K4-MA also hosted a Fast-Pitch Presentations segment where aspiring entrepreneurs were allowed to present their business models to the same room full of angel investors, venture capital principals, private and family wealth professionals, and other members of the private equity financing community. As winners of the 2013 Laurence A. Baiada Institute for Entrepreneurship Incubator Competition earlier this month, LeBow seniors Jason Browne and David Hunt were given the opportunity to pitch their product, Spore. Spore is a portable solar-powered charging system that can be used to charge virtually any device that uses a USB, including smartphones, tablets and other electronics. In an interview with Technically Philly, Browne said, “While [Spore] is not a unique function, the value we add is by allowing each unit to be daisy chained to others, via USB port, in order to speed up the charging capacity.”
Howard Lubert, area president and co-founder of K4-MA, advocated the recent establishment of the Philadelphia chapter’s Due Diligence Fellowship Program. The program was set in motion after Patrick Bello, a third-year law student at Earle Mack, inquired in a phone interview with Lubert about the possibility of starting a fellowship within K4. The fellows who are part of the initiative are able to attend monthly screening and forum meetings where they can observe presentations by entrepreneurs and participate in discussions about the companies with the chapter’s investors. Additionally, students who are recruited into the fellowship assist with due diligence, the examination process of potential companies ready to receive investments from K4 members. In a press release by K4-MA, Bello described the experience as “a unique educational opportunity for law students. For those of us soon entering into the fields of emerging growth business and corporate law, understanding how investors evaluate companies is a critical component to becoming more effective advocates for our clients.” Lubert reiterated, “If a student is thinking about becoming an entrepreneur, I urge them to find a due-diligence fellow and talk to them.”
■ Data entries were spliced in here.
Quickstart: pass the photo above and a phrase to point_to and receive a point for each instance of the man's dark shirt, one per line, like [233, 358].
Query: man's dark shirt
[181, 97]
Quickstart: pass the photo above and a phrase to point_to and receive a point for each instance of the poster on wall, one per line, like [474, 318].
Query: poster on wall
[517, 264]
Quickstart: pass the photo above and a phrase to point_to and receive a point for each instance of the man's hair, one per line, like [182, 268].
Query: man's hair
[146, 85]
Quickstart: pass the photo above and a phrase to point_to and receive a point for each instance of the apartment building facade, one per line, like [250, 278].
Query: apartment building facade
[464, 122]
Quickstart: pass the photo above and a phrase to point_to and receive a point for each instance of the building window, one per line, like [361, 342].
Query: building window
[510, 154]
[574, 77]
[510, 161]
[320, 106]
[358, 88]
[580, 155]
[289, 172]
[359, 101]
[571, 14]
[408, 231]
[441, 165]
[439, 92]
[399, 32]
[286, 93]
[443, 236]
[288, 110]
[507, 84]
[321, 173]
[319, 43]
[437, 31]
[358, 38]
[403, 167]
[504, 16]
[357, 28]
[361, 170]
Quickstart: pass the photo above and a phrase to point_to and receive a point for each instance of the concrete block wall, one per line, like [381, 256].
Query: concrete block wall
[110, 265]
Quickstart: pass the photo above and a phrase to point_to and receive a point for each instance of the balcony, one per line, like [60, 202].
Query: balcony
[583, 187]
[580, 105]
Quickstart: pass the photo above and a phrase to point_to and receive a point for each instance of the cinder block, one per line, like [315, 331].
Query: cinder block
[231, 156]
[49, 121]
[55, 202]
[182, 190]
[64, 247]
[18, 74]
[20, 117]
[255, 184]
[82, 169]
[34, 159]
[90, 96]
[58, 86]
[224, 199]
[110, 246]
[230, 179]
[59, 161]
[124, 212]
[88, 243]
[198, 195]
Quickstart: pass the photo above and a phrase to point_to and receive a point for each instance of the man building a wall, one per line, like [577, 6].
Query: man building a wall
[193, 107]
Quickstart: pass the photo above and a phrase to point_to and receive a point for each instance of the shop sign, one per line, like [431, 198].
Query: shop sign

At the end of the day, Vincent Leusner, vice president and co-founder of K4-MA, said, “The reason we started Keiretsu [Forum Mid-Atlantic] is to make it easier for young entrepreneurs to get in front of people who want to invest.”
Founded in August 2010, K4-MA is an angel investor group designed to aid early-stage startup companies seeking funding, with chapters spanning across the cities of Philadelphia, Washington, Pittsburgh and New York. K4-MA is just one part of the global network, Keiretsu Forum, which has 27 chapters worldwide, embodying over 1,000 members on three continents.
“Our community of chapters enables support of our portfolio companies and presenting entrepreneurs with equity and resources in different capital markets, building additional quality deal flow for our members, and for our members to enjoy collaborative business and social relationships between chapters,” Williams said in a statement.